I could not but rejoin, "The new world was indeed a paradise if all the women were"—but I did not even in thought conclude the sentence, and she knew the "you" was inclusive.

I described to her John Malcolm Weir and Wilsdon Moxton, whom I had known, ah, far better than I knew her brother and Alfred Weir.

The summer evening air stole in through the long open window—the level sunshine seemed to be caught and broken in the rustling leaves; to be born in to us among the faint sounds they awakened, and to mingle with the fine pleasure that, like an atmosphere, enveloped us.

As I look back on this time through the halo of time and the immense distances of space, on the old, new world, thronging with its almost glorious inhabitants—I wonder and try to forecast the future, my thoughts circling out in wider ranges, till the life of the universe and the mastery of creative power seemed only akin to the distant circling system, and almost within our grasp.

That was a strange evening. I remember walking out into the fairy-like garden with Lucy Moxton, while she told me some of the many incidents that passed in my sleep—how many had at first gazed at me; how unwise imitators had fallen through to the unawaking sleep; how it had been made criminal to give the draught of sleep; the names of great men; the coalescence of nations, the final triumph of sense over brute force; till, in a soft, low voice, how Edith Weir with herself had watched the living relic of the past, and tried to read the last thoughts imprinted on the brain, of which, by the way, she startled me by saying—"We formed a chart, which I will show you some day"—she repeated what I knew so well, of the affinity which they had discovered between the mind of Edith and my own, and then I remember walking in the holy twilight, the dim, beautiful glow, till the face of my companion seemed to be fading in the long distance, the darkness to creep into my brain. I seemed to feel it numbly as a noiseless prelude to death, and only saw among it, like a star, the face of Edith; then it closed over me.

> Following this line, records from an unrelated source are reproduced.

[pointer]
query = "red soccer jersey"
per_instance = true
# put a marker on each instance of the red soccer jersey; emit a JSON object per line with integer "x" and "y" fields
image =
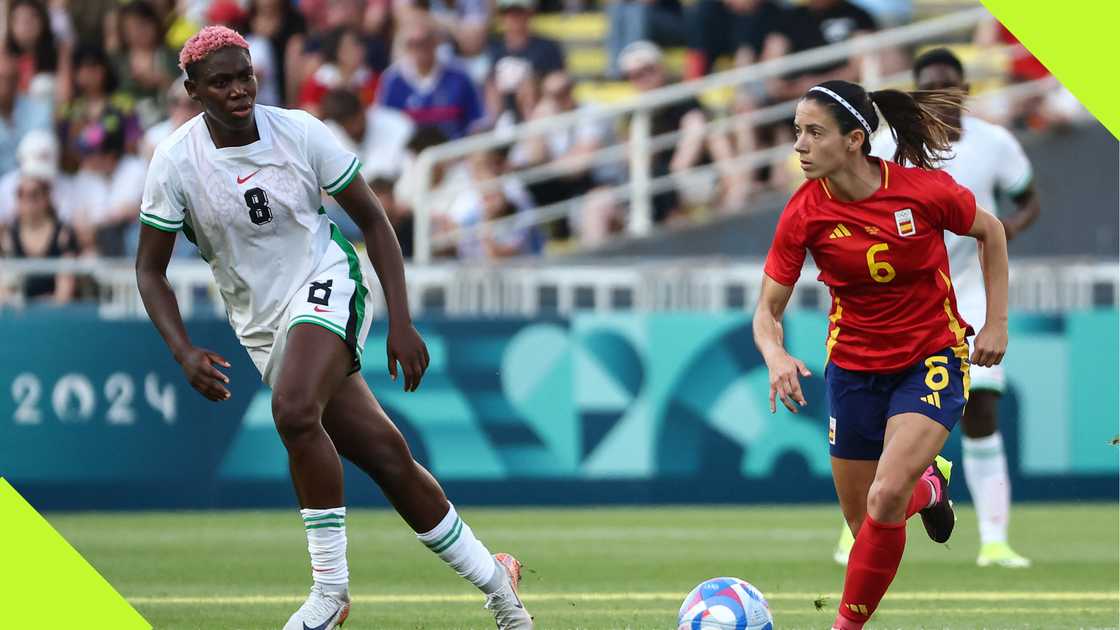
{"x": 884, "y": 261}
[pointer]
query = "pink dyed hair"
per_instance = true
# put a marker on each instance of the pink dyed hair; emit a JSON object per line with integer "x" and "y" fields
{"x": 207, "y": 40}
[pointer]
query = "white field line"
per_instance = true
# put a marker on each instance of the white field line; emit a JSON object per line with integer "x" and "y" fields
{"x": 649, "y": 596}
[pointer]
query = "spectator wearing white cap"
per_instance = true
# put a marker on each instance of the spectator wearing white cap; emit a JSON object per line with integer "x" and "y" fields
{"x": 642, "y": 64}
{"x": 518, "y": 39}
{"x": 19, "y": 113}
{"x": 37, "y": 155}
{"x": 109, "y": 186}
{"x": 544, "y": 55}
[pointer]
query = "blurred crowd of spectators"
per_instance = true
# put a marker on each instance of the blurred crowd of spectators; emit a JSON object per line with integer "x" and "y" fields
{"x": 89, "y": 87}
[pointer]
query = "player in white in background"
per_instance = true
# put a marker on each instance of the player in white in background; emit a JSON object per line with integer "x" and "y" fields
{"x": 244, "y": 182}
{"x": 987, "y": 159}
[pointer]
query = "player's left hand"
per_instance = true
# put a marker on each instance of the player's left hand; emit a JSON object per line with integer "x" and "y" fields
{"x": 406, "y": 346}
{"x": 989, "y": 345}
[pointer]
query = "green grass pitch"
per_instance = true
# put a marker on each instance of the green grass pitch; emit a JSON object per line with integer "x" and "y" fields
{"x": 603, "y": 568}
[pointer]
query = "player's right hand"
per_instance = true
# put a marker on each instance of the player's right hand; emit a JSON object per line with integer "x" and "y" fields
{"x": 198, "y": 366}
{"x": 784, "y": 382}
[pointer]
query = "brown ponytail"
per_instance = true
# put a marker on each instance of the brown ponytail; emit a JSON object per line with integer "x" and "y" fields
{"x": 922, "y": 135}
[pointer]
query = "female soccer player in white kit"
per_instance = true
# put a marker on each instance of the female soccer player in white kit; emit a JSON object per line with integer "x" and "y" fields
{"x": 243, "y": 182}
{"x": 986, "y": 158}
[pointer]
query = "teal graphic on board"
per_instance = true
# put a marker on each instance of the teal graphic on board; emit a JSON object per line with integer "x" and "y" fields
{"x": 614, "y": 398}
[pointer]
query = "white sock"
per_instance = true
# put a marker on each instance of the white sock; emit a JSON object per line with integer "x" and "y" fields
{"x": 326, "y": 542}
{"x": 986, "y": 474}
{"x": 455, "y": 543}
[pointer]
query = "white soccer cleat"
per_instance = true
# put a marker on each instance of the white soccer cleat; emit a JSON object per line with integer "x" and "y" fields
{"x": 843, "y": 546}
{"x": 322, "y": 611}
{"x": 509, "y": 612}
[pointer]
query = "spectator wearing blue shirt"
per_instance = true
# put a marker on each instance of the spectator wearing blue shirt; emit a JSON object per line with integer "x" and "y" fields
{"x": 19, "y": 113}
{"x": 431, "y": 92}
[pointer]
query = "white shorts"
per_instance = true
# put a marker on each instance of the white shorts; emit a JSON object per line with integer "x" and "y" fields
{"x": 335, "y": 297}
{"x": 988, "y": 379}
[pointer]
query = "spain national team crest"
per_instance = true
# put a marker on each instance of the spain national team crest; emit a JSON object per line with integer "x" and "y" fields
{"x": 904, "y": 219}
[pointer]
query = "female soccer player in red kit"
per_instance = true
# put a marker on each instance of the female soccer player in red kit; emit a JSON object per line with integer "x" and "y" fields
{"x": 897, "y": 355}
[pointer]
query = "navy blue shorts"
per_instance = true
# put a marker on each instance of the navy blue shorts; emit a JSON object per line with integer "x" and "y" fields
{"x": 860, "y": 402}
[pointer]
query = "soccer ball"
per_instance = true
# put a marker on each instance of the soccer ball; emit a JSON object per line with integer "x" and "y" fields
{"x": 725, "y": 603}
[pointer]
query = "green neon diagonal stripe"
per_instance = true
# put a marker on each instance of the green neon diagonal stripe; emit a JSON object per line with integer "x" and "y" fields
{"x": 458, "y": 530}
{"x": 448, "y": 539}
{"x": 323, "y": 517}
{"x": 1076, "y": 51}
{"x": 160, "y": 220}
{"x": 451, "y": 531}
{"x": 355, "y": 274}
{"x": 341, "y": 187}
{"x": 319, "y": 321}
{"x": 158, "y": 227}
{"x": 348, "y": 173}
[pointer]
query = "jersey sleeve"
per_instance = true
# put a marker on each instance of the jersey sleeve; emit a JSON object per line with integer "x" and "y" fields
{"x": 162, "y": 205}
{"x": 787, "y": 251}
{"x": 1013, "y": 170}
{"x": 334, "y": 166}
{"x": 954, "y": 205}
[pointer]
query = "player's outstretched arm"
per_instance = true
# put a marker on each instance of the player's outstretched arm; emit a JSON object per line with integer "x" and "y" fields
{"x": 404, "y": 344}
{"x": 767, "y": 326}
{"x": 154, "y": 253}
{"x": 990, "y": 342}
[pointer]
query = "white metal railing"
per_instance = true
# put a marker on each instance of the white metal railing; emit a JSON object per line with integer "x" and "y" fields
{"x": 640, "y": 186}
{"x": 529, "y": 288}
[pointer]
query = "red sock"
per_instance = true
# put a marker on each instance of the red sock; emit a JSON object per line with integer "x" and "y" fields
{"x": 871, "y": 566}
{"x": 922, "y": 496}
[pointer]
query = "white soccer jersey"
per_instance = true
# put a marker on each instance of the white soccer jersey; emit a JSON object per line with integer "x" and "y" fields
{"x": 254, "y": 212}
{"x": 986, "y": 159}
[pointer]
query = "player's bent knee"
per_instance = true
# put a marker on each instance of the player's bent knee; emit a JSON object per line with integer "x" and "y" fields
{"x": 886, "y": 500}
{"x": 295, "y": 415}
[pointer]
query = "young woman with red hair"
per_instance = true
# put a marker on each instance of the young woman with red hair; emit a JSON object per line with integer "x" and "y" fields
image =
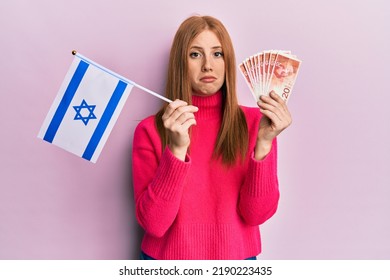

CHAPTER V. But with the breaking day again came the full tide of sensation—'twas not so much the body as the brain, the press of ideas, the tide of thought, and then, perhaps, it was but that the meats and wines were not such as we used two hundred years ago.

Yet even as I became conscious, almost at once I heard a chorus of voices, and down the street came chaunting a troop of girls. In the clear morning air, in the delicious breeze—had I slept, and dreamed of yesterday!—had I awakened a thousand years back in this world's history, such beautiful youth seemed not to belong to dreams of philosophy and the latter days. Yet they did. And many a morning since have I hovered in my aerial boat over the great city, and seen the troops of men and maidens, who would sing as they passed to their labors, strong and joyous with an intense vigor, that only required restraint. For, as I quickly saw, a few years' work in the early years of life sufficed to keep the world full and plenteous of all store, and many wrought on, some for pleasure, some ambition, and some for gain. And, though millions thronged the vast pleasure-grounds of Europe, and cities grew out like countries, there was enough, plenty, and as provision for inclement seasons, such immense stores that never were dreamt of in other days; but this is all what I saw and gathered later, and when rolling over the fertile plains of Africa, or watching the Amazon with its myriad streams.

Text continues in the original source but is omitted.